I understand the back propagation. But I am just confused about the case where batch size is greater than 1. let’s say I have broken down the dataset as batch_size = 32. So my outputs will be in length of 32 (outputs = model(sequence)). However, when I apply loss = criterion(outputs, labels), this loss is a float number instead of 32 losses and then I apply loss.backward(). So I am treating the whole batch as a whole, where this affect my model’s generalization. Like I do not want to related the data file in one batch.
Hi @L_Z,
When you call loss = criterion(outputs, labels)
you’re implicitly summing over all your data. If you want all 32 losses, you can change the reduction method on the loss to None
. In the case of the cross-entropy loss function (docs below), you can see the reduction
kwarg, which specifies how to reduce your data to an individual loss value. If you want all individual loss values (across the entire batch), then pass reduction = 'None'
, when you instantiate the loss function object.
https://pytorch.org/docs/stable/generated/torch.nn.CrossEntropyLoss.html
Thank you for getting back to my questions. I am not sure what you mean by saying summing over all my data. I am just wondering, in general case, where we want to treat the training data separately, it is fine for as to summing over all data? Or another way to solve this is to let batch_size = 1? Will that also work?
Let’s take the MSELoss (docs below) function as the example (as you can’t have reduction='none'
for the cross-entropy function,
criterion = torch.nn.MSELoss(size_average=None,
reduce=None,
reduction='mean')
As can be seen, the default option for reduction
is mean
, so it will return the loss
as the average over all individual loss values.

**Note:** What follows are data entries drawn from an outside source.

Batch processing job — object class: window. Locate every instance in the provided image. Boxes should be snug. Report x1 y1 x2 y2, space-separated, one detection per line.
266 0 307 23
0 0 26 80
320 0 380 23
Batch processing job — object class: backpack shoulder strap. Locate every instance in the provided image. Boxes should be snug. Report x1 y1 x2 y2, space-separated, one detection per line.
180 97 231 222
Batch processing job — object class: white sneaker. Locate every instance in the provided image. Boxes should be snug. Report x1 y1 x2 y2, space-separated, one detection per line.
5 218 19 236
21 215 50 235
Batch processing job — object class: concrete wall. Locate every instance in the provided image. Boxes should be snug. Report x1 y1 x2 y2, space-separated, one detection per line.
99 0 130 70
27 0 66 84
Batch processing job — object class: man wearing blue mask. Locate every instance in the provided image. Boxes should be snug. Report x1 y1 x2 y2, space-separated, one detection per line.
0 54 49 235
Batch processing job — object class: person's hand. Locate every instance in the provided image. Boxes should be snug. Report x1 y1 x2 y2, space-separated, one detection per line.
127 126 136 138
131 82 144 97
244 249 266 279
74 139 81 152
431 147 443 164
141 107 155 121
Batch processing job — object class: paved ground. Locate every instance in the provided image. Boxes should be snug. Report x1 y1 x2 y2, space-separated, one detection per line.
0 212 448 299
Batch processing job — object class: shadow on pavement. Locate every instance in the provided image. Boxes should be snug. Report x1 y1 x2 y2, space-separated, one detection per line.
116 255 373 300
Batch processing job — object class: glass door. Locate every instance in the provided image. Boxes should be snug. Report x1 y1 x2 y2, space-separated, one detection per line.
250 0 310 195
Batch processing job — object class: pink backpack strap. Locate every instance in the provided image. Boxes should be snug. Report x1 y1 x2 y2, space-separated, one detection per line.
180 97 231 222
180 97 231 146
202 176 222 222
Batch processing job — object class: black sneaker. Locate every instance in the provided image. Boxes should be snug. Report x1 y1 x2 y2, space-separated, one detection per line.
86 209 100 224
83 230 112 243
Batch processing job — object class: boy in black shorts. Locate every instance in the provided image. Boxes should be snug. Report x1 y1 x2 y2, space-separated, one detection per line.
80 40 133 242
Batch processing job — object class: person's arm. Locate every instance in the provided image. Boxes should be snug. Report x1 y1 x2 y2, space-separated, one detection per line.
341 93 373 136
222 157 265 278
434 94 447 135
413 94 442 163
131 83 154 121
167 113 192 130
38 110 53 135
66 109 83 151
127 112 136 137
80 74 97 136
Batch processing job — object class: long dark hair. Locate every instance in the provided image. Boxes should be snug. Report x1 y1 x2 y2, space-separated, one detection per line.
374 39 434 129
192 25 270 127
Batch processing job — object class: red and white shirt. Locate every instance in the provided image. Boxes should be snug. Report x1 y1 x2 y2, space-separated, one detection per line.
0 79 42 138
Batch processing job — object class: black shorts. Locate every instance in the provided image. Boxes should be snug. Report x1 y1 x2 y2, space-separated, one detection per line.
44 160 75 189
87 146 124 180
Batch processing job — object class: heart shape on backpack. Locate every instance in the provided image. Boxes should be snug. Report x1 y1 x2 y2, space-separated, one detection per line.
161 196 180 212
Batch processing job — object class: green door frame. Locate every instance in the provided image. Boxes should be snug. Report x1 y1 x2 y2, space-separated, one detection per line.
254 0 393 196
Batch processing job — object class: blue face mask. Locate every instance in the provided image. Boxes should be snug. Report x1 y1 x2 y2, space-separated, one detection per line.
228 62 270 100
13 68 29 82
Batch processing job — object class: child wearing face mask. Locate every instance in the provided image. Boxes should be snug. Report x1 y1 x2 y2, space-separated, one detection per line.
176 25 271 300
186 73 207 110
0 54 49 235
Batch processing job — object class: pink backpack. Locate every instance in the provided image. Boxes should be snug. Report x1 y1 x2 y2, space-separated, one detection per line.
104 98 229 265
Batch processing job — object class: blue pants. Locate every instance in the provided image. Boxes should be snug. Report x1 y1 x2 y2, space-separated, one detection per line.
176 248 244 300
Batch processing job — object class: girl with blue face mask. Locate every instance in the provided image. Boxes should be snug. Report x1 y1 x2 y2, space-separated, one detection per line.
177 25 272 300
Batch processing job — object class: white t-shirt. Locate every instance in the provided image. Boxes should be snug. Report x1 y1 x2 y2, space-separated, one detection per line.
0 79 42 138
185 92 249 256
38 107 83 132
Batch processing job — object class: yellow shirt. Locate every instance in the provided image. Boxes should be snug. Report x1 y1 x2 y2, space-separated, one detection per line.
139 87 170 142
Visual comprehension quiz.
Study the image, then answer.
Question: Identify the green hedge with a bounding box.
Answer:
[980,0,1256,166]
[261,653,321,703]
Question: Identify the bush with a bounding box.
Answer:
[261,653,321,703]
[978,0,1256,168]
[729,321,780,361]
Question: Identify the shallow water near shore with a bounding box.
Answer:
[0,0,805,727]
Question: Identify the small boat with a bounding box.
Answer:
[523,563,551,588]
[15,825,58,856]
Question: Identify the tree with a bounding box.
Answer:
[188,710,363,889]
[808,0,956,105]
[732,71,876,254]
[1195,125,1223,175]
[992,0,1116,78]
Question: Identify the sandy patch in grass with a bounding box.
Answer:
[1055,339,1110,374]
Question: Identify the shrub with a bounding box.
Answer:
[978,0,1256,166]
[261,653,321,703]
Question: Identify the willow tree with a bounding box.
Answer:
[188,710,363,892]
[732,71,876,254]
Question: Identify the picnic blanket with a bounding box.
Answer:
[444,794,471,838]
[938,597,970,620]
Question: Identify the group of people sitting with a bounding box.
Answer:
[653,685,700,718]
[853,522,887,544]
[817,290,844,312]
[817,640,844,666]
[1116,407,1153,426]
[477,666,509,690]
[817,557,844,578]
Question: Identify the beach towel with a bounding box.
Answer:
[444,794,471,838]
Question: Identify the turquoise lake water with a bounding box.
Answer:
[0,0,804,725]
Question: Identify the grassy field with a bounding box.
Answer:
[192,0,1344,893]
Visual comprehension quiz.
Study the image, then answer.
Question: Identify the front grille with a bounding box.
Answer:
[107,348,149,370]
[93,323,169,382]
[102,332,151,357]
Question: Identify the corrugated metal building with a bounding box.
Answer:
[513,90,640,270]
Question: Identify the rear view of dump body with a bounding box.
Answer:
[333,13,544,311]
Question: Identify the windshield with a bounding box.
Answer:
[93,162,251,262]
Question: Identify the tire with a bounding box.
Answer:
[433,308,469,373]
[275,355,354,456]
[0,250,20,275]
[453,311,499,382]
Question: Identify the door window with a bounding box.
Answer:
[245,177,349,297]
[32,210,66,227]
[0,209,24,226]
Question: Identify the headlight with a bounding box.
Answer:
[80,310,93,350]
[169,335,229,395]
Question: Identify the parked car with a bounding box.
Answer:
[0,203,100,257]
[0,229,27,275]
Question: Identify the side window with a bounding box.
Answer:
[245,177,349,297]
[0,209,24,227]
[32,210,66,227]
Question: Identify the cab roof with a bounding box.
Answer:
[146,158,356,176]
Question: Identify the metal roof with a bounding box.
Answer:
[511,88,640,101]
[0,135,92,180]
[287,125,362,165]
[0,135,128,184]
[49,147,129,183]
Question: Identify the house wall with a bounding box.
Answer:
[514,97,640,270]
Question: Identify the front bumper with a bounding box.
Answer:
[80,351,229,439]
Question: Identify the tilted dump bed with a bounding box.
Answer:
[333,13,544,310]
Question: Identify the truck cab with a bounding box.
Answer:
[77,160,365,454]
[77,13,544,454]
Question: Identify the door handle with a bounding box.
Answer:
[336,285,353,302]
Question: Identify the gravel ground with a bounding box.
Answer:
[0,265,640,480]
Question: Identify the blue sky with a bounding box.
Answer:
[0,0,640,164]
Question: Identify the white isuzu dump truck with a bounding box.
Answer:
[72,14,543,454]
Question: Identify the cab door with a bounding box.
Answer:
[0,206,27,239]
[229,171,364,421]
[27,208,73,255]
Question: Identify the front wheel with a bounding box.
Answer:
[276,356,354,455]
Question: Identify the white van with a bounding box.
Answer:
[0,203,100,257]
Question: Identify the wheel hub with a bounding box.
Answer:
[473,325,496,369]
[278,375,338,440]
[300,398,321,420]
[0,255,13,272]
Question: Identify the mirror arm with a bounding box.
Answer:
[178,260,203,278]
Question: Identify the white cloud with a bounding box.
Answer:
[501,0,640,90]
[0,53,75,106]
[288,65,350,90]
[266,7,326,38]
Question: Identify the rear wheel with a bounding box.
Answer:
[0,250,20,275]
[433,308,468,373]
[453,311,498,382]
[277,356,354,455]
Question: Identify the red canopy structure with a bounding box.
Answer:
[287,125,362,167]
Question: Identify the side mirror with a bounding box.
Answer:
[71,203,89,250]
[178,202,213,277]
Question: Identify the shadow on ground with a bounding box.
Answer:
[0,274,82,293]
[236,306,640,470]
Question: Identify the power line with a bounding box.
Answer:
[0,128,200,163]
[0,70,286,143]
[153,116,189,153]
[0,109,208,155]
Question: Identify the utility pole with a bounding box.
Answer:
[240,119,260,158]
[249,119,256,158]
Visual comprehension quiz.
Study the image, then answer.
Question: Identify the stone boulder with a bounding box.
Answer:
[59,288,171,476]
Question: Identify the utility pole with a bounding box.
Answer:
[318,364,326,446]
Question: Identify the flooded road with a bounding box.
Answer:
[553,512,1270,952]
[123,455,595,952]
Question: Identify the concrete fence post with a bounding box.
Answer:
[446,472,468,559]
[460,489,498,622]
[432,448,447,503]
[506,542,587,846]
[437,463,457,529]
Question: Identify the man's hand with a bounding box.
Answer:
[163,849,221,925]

If you set this to 'none'
, it’ll return all individual loss values.
https://pytorch.org/docs/stable/generated/torch.nn.MSELoss.html#mseloss
For example,
import torch
criterion = torch.nn.MSELoss() #defaults to reduction='mean'
criterion_ps = torch.nn.MSELoss(reduction='none')
x=torch.randn(4,)
y=torch.randn(4,)
criterion(x,y) #returns tensor(0.6103)
criterion_ps(x,y) #returns tensor([0.3331, 1.2524, 0.0025, 0.8534])
If we take the mean of the criterion_ps
function, we get the same results as criterion
, i.e. criterion_ps(x,y).mean()
returns tensor(0.6103)